La célèbre villa de Saint-Tropez, La Madrague, est dédiée à la Fondation Brigitte Bardot. Et l’organisme fondé par la défunte vedette a bénéficié d’une grande part de ses avoirs. Mais malgré certains gros titres qui pourraient laisser penser que la totalité de l’héritage de B.B. ira aux animaux qu’elle chérissait tant, tel un rebondissement sorti d’un film où la riche excentrique lègue tout à ses chats, il n’en est rien! Sa progéniture non désirée aura sa part du gâteau.
50 % de pas grand-chose
En France, la loi prévoit un minimum légal pour un enfant lorsque son parent décède: on ne peut pas l’exclure d’une succession. La part du patrimoine de Nicolas-Jacques, en tant que fils unique, est fixée à 50 %. Mais si l’on se fie à ce qu’a déjà affirmé à BFMTV un biographe de la défunte star, Yves Bigot, le fiston n’aura rien de faramineux. «Elle s’est dépouillée de tout ce qui lui appartenait, tout ce qui est lié à sa carrière au cinéma et tout ce qu’on a pu lui offrir par ailleurs. Elle a vendu ses robes, ses tenues..., a-t-il assuré. Elle a vendu tous ses biens mobiliers aux enchères pour lancer sa fondation. Elle a ensuite hypothéqué La Madrague pour financer des opérations.» Que restera-t-il à l’héritier du patrimoine de sa célèbre maman? «Pas grand-chose, sans doute», avançait-il.

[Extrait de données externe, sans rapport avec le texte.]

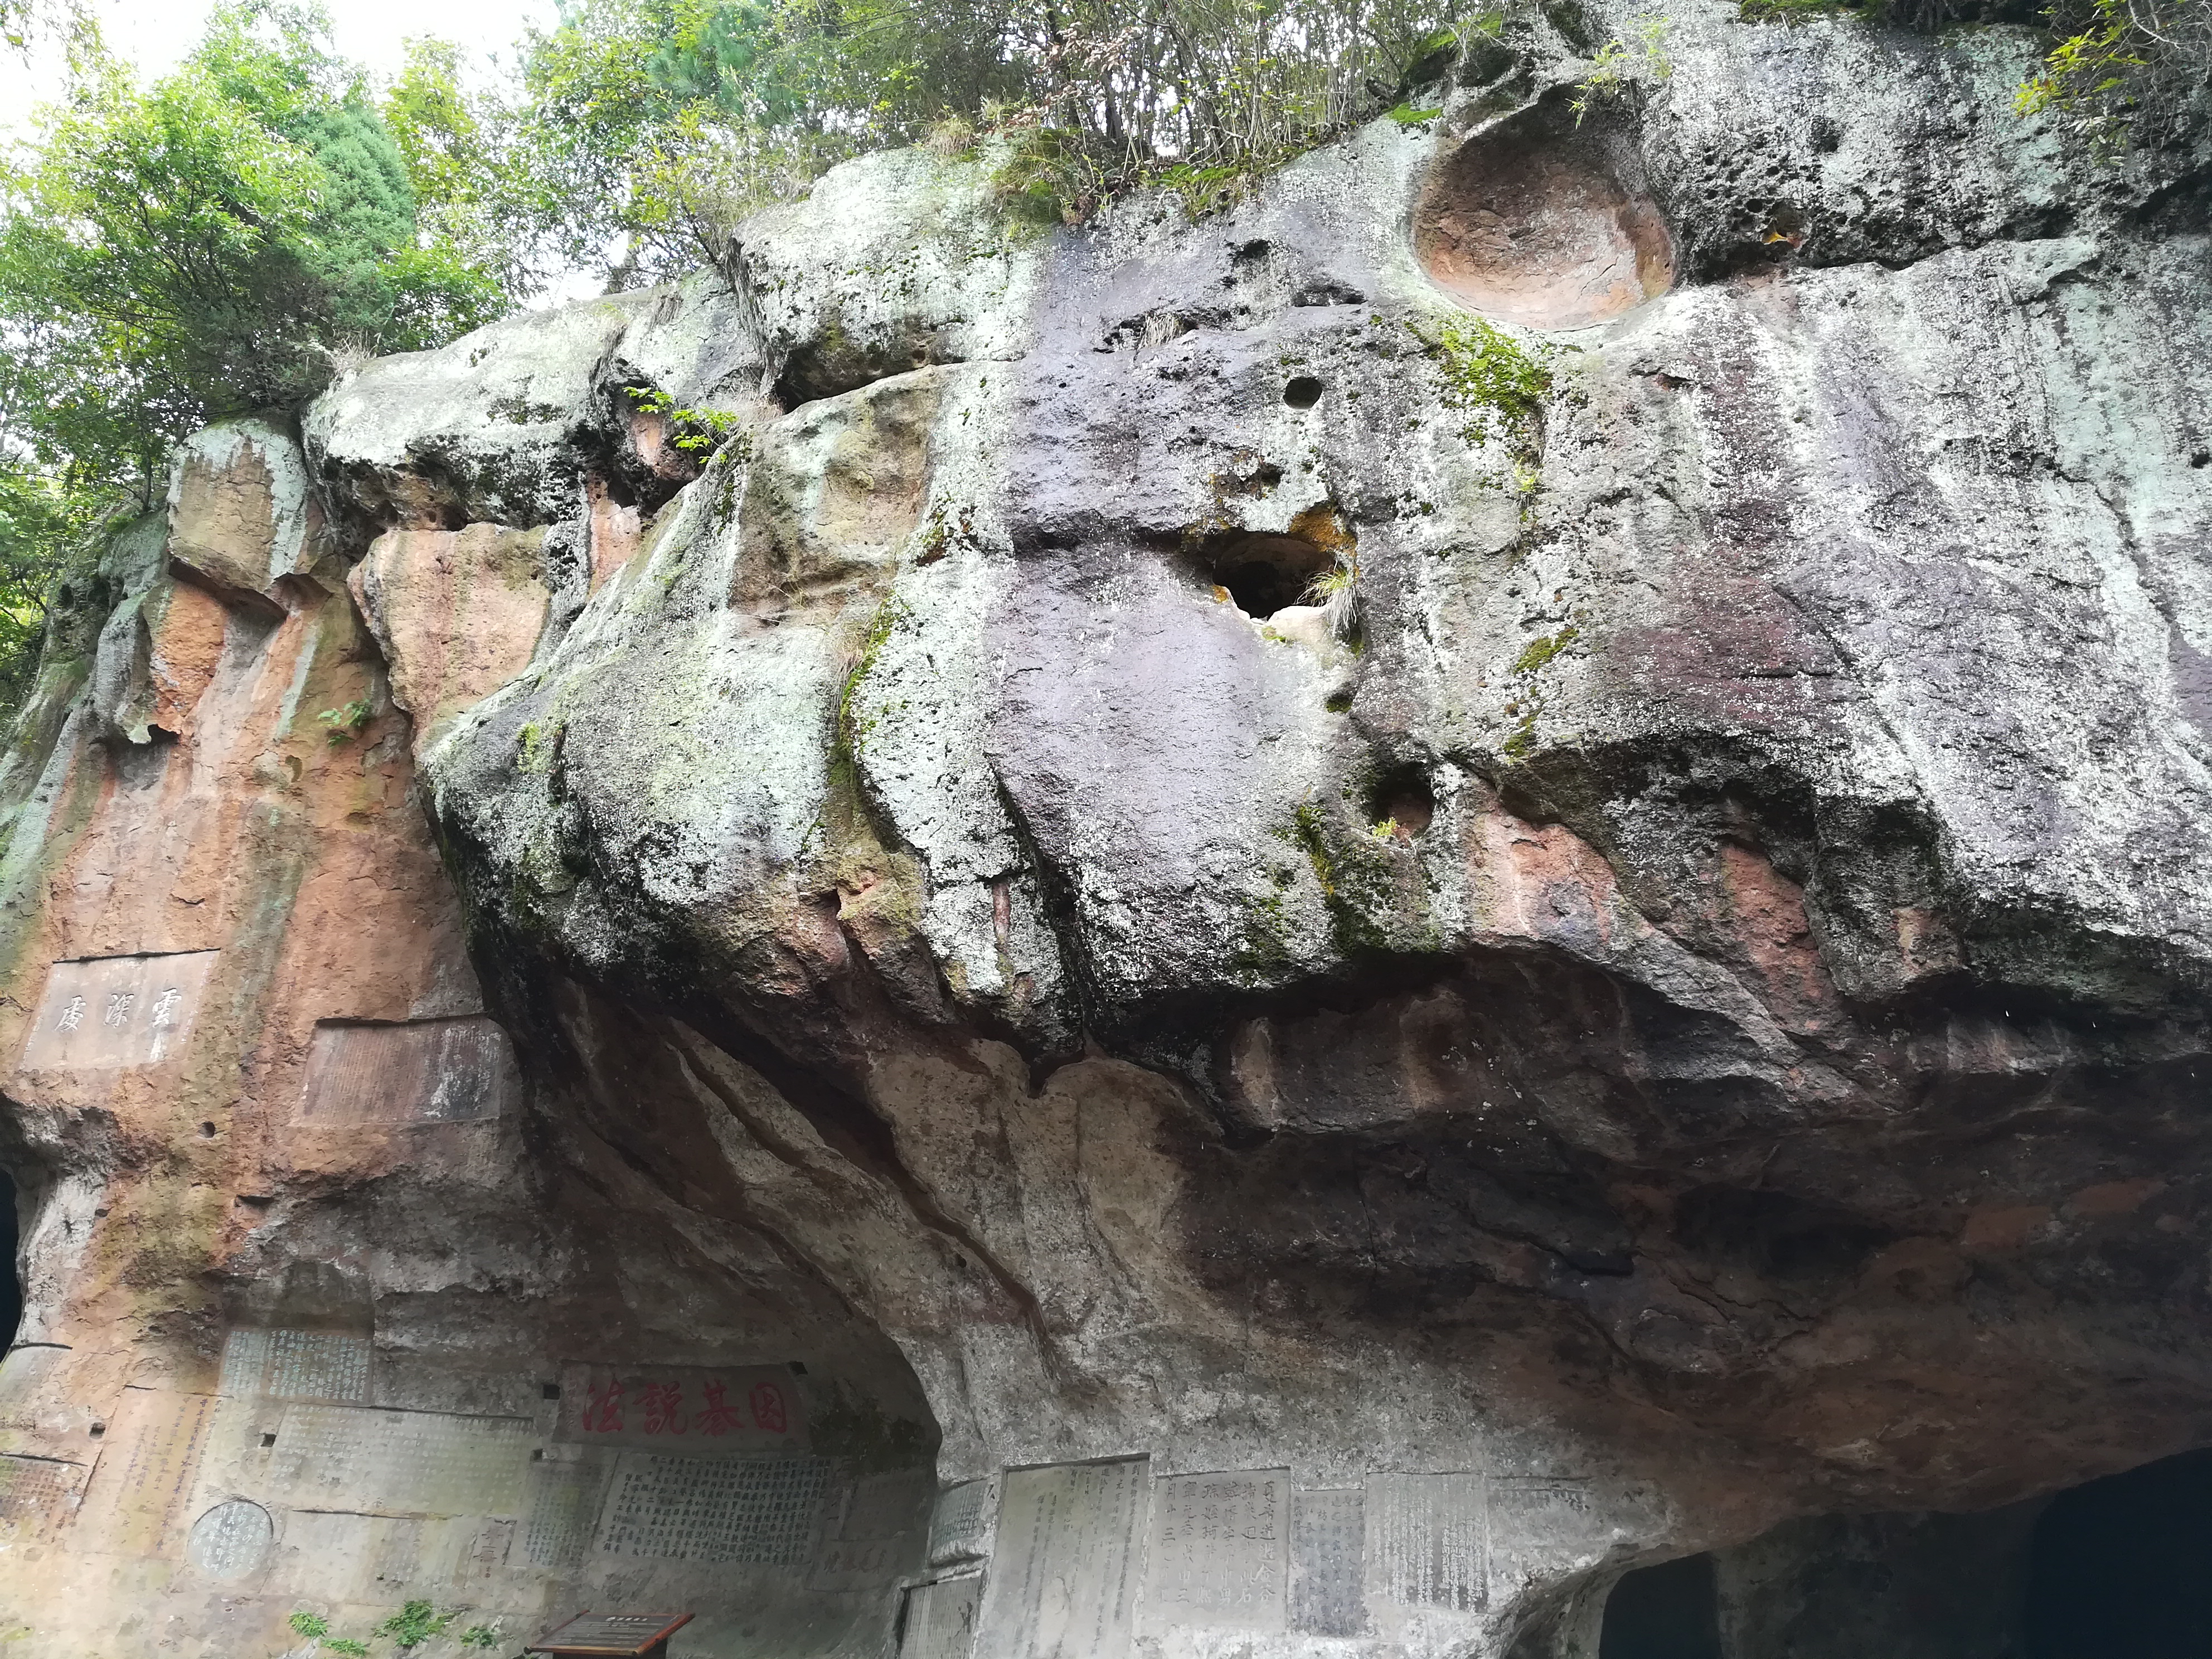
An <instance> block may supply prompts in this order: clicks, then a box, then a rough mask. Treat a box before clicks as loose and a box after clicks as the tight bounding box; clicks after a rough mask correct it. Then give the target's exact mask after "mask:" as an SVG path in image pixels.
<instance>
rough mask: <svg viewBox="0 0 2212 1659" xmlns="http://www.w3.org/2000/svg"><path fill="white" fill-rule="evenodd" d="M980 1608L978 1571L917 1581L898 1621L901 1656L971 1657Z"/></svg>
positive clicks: (971, 1483)
mask: <svg viewBox="0 0 2212 1659" xmlns="http://www.w3.org/2000/svg"><path fill="white" fill-rule="evenodd" d="M969 1484H971V1486H980V1484H984V1482H969ZM980 1608H982V1577H980V1575H975V1573H969V1575H967V1577H958V1579H936V1582H931V1584H916V1586H914V1588H911V1590H907V1606H905V1613H902V1615H900V1624H898V1659H969V1655H973V1652H975V1615H978V1610H980Z"/></svg>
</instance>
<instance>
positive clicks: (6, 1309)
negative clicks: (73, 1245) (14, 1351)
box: [0, 1170, 22, 1352]
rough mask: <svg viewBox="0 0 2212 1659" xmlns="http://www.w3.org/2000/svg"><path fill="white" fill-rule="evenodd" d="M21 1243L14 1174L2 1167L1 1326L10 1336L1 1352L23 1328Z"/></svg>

Il y a toutefois un patrimoine immobilier important. La Madrague vaudrait plus de 40 millions de dollars, mais elle a été donnée par l’actrice à sa fondation dans les années 1990, afin que l’organisme puisse s’y consacrer à sa mission: la défense des animaux. Et qu’en est-il de la villa de Bazoches-sur-Guyonne, dans les Yvelines, et de la propriété de Savolles, sur la Côte d’Or? Elles sont devenues des refuges pour animaux et pourraient être considérées comme des dons à leurs locataires, à qui Brigitte ne demandait pas de loyer. Ne resterait-il à Nicolas-Jacques qu’une part sur la résidence secondaire de Saint-Tropez de sa maman, La Garrigue, évaluée à 13 millions de dollars, et une autre sur une villa à Cannes, mise en vente en 2020 pour environ 9,7 millions de dollars? Si oui, le fils de Brigitte Bardot saura-t-il s’en contenter?